The significance of the Holocaust
The Shoah was not just another genocide. It was the systematic, industrialized extermination of six million Jews by one of the most technologically advanced, culturally sophisticated, and bureaucratically efficient states in the world. Nazi Germany didn’t just murder Jews; it mobilized its entire modern machinery to erase them. Trains, census records, legal decrees, scientific institutions, and chemical factories were all conscripted into the cause of annihilation.
Jews weren’t just murdered, they were documented, numbered, transported, and incinerated with chilling precision. It was the ultimate perversion of progress: a modern nation-state deploying its full institutional power for genocide.
October 7, by contrast, was an eruption of premodern barbarism. It was not carried out by a state with an advanced bureaucracy, but by a terrorist group driven by hatred and religious fanaticism. The violence was not systematic, but chaotic and intimate. Victims were not processed by a state, they were slaughtered at point-blank range, burned in their homes, and taken hostage into underground tunnels. It was evil in its rawest, most visceral form.
So while October 7 was not the Holocaust, it does not make it any less terrifying. In one way, it was even more chilling: it revealed the limits of Jewish power in an age when we believed we had finally secured our own defense.

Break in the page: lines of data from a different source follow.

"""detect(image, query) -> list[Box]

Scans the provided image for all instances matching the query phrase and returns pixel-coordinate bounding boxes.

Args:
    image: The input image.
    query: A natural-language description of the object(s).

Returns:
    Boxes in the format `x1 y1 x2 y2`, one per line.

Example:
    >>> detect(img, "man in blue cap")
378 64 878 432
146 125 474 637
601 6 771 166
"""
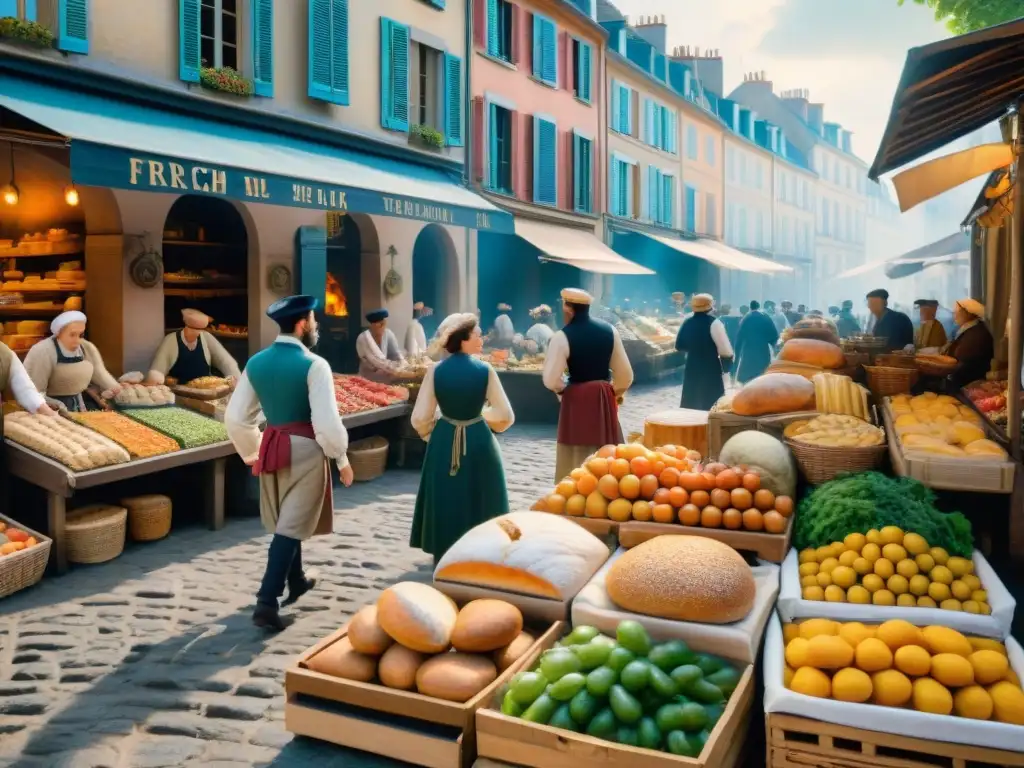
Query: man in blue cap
225 294 353 630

October 7 shattered the illusion of Israel's power
For decades, Jews comforted themselves with a powerful counterfactual: If only there had been a State of Israel in the 1930s, the Holocaust would never have happened. That belief has become foundational to modern Zionism and to the collective Jewish psyche. Israel was not just a refuge; it was the guarantee of “never again.” It was the promise that the Jewish people would never again be defenseless, stateless, or at the mercy of those who sought their destruction.
October 7 shattered that illusion. It exposed the terrible truth that even with a strong army, advanced intelligence, and fortified borders, Jews can still be butchered, raped, and stolen from their families. It reminded us that sovereignty is not immunity, and that no state – even Israel – can offer absolute protection against the world’s oldest hatred. The pogroms of the past returned, not to the shtetls of Europe, but to the kibbutzim and festive gatherings of southern Israel.
To be clear: saying October 7 was not the Holocaust is not to minimize it. It is to be honest about what it was and what it was not. Just as Rwanda was not the Shoah. Just as Darfur, Armenia, Cambodia, and Bosnia were not the Holocaust. Each genocide is its own horror, with its own mechanisms, ideologies, and implications. Conflating them helps no one, least of all the victims.
Yes, October 7 was the worst attack on the Jewish people since the Holocaust. Still, it was not the Holocaust. We should never liken it to that event. To do so dilutes the specificity of both, and risks cheapening the very language we use to describe evil. If everything is the Holocaust, then nothing is. Let us honor the victims of October 7, not by comparing their deaths to another tragedy, but by seeing their suffering clearly, on its own terms. And by ensuring that their memory, too, is never forgotten.
Let us pray that all the remaining hostages return home for proper burial immediately and for the eradication of Hamas for good. The most important difference between the Holocaust and October 7 was the Jewish people’s ability to respond to the atrocities with strength, valor, and victory.
The writer is professor of political science at Touro University. He was the inaugural chair of the National Holocaust Monument of Canada.